Mr. Merrick considered a moment.

"There's a long-distance telephone over at Cotting's General Store, in town," he said. "I'll drive over and get Major Doyle on the wire and have him order the stuff sent out at once."

"Oh, no!" protested Patsy; "don't tell daddy of this plan, please. He'd think we were all fit subjects for the lunatic asylum."

"Major Doyle wouldn't be far wrong in that conclusion," suggested Arthur.

"I'd like to surprise him by sending him the first copy of the Millville Tribune," added the major's daughter.

"Then," said Mr.

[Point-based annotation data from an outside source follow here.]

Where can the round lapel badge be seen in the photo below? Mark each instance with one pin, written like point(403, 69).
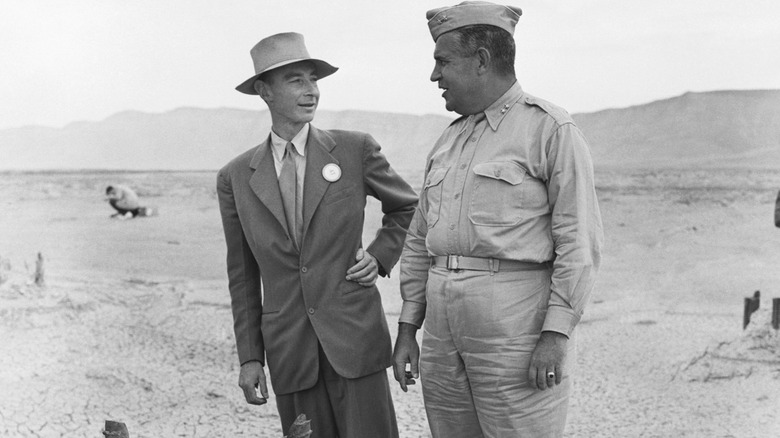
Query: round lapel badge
point(331, 172)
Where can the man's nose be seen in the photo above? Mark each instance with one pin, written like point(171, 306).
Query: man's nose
point(312, 89)
point(435, 75)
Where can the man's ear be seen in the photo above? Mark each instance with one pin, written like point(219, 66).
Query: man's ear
point(262, 89)
point(485, 59)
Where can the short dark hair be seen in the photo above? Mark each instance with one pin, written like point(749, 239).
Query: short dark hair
point(497, 41)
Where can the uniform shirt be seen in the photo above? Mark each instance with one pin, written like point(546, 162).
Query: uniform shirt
point(516, 185)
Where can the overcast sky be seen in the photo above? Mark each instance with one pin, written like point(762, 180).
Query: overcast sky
point(77, 60)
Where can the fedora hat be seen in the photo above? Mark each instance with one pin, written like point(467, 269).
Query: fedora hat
point(280, 50)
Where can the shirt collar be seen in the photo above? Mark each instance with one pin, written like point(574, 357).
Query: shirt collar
point(299, 142)
point(497, 110)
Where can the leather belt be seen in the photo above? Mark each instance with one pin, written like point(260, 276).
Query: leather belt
point(455, 262)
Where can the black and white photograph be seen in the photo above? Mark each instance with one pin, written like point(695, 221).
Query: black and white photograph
point(409, 219)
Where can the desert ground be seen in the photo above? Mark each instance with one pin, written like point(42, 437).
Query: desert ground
point(133, 322)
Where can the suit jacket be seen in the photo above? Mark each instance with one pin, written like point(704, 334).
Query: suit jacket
point(305, 296)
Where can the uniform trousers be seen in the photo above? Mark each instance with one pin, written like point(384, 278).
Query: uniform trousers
point(479, 333)
point(342, 408)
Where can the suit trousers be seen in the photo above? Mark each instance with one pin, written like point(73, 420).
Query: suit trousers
point(479, 334)
point(342, 408)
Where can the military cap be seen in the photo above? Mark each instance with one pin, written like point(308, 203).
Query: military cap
point(468, 13)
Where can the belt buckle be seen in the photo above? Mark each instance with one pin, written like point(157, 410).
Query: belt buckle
point(452, 262)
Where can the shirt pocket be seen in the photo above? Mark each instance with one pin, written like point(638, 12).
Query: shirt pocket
point(497, 199)
point(433, 194)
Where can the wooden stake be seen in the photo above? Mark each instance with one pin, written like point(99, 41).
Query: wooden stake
point(751, 305)
point(39, 278)
point(115, 429)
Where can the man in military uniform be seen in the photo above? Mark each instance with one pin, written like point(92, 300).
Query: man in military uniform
point(503, 249)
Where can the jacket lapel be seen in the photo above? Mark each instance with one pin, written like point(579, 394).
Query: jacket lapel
point(265, 183)
point(318, 149)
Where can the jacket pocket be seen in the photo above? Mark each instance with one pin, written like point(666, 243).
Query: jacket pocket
point(433, 194)
point(497, 199)
point(337, 196)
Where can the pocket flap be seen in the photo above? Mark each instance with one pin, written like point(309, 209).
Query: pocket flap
point(505, 171)
point(435, 176)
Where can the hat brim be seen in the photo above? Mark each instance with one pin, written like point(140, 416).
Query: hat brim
point(322, 68)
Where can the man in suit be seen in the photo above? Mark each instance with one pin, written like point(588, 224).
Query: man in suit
point(292, 211)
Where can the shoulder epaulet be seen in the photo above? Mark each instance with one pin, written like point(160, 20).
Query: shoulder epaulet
point(559, 114)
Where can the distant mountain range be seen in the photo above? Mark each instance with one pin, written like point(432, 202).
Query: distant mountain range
point(694, 130)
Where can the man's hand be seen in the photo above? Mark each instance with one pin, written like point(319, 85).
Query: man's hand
point(406, 351)
point(250, 378)
point(365, 271)
point(547, 360)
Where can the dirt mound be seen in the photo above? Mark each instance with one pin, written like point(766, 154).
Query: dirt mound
point(756, 351)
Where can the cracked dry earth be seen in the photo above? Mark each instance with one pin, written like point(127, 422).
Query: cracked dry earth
point(136, 352)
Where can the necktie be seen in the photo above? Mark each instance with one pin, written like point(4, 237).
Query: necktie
point(288, 186)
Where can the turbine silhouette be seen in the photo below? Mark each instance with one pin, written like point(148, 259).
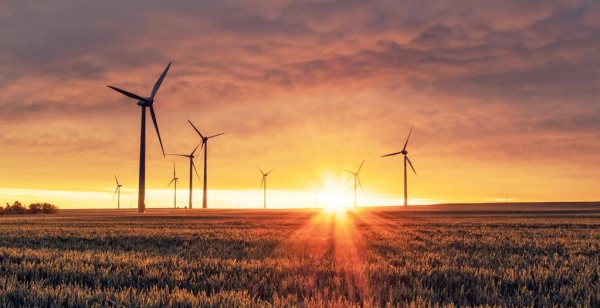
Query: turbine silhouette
point(118, 191)
point(264, 180)
point(145, 103)
point(406, 159)
point(174, 180)
point(356, 177)
point(205, 145)
point(192, 165)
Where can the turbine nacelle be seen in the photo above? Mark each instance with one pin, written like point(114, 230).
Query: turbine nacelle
point(147, 102)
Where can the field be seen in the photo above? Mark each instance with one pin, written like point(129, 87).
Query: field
point(447, 255)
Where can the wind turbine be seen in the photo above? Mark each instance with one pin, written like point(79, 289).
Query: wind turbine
point(406, 159)
point(175, 180)
point(145, 103)
point(191, 157)
point(356, 177)
point(118, 190)
point(264, 180)
point(205, 145)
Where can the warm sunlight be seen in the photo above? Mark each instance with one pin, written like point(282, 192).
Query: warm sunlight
point(333, 202)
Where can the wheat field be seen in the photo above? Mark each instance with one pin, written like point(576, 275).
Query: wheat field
point(447, 256)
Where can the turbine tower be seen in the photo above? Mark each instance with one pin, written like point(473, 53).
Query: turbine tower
point(174, 180)
point(205, 145)
point(118, 191)
point(264, 180)
point(191, 157)
point(356, 177)
point(406, 159)
point(145, 103)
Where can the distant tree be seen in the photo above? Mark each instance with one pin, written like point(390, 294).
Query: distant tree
point(18, 209)
point(48, 208)
point(35, 208)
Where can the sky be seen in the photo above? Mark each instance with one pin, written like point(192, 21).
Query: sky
point(503, 97)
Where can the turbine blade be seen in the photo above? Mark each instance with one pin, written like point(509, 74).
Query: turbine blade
point(156, 126)
point(411, 165)
point(134, 96)
point(159, 81)
point(391, 154)
point(404, 148)
point(360, 167)
point(194, 151)
point(178, 155)
point(215, 135)
point(196, 129)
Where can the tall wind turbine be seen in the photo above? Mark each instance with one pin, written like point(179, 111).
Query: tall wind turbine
point(191, 157)
point(205, 145)
point(118, 190)
point(264, 180)
point(406, 159)
point(356, 177)
point(174, 180)
point(144, 103)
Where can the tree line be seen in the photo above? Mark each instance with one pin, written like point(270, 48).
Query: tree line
point(35, 208)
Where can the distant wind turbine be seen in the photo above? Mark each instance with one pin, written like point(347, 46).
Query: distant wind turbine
point(356, 177)
point(192, 165)
point(118, 191)
point(406, 159)
point(264, 180)
point(144, 103)
point(174, 180)
point(205, 145)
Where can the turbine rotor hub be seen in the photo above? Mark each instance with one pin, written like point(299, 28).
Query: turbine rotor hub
point(146, 103)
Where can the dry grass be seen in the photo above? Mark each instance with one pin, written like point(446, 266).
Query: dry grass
point(455, 255)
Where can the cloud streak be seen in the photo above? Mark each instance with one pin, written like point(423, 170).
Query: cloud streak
point(311, 86)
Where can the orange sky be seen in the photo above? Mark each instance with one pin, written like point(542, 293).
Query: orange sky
point(503, 98)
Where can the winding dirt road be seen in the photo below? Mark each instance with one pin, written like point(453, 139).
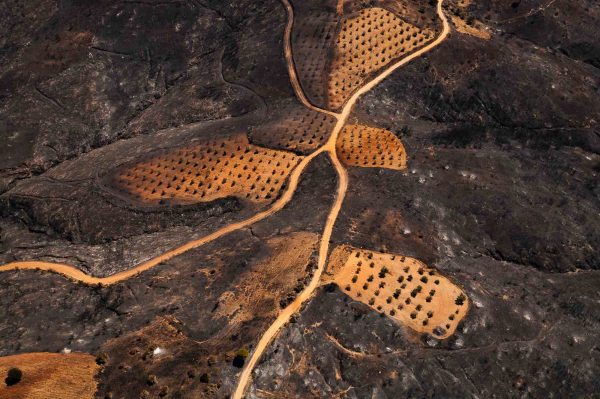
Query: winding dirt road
point(329, 147)
point(285, 315)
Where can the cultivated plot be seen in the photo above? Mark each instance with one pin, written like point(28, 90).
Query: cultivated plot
point(209, 171)
point(402, 288)
point(370, 147)
point(366, 43)
point(50, 376)
point(294, 128)
point(313, 41)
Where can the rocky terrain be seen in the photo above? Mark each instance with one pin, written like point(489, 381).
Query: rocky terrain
point(499, 193)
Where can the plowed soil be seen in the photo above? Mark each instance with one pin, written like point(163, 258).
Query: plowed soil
point(294, 128)
point(367, 43)
point(402, 288)
point(370, 147)
point(215, 169)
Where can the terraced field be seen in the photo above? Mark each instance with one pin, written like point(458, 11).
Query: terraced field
point(404, 289)
point(212, 170)
point(366, 43)
point(372, 41)
point(370, 147)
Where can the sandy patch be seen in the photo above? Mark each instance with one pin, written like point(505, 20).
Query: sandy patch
point(370, 147)
point(50, 376)
point(367, 43)
point(403, 288)
point(212, 170)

Merrick, "I'll call up Marvin, my banker. He'll perhaps attend to the matter more understandingly and more promptly than the major would. Tell Hucks to harness Joe to the buggy, Patsy, and I'll go at once."

"We'll all go!" exclaimed Beth.

"Of course," added Louise; "we are all equally interested in this venture."

So Patsy had old Hucks hitch Joe to the surrey, and the three girls accompanied their uncle in his drive to town, leaving Arthur Weldon shaking his head in a deprecating way but fully realizing that no protest of his would avail to prevent this amazing undertaking.

"That old man is as much a child as Beth or Patsy," he reflected. "It puzzles me to explain how he made all those millions with so little worldly wisdom."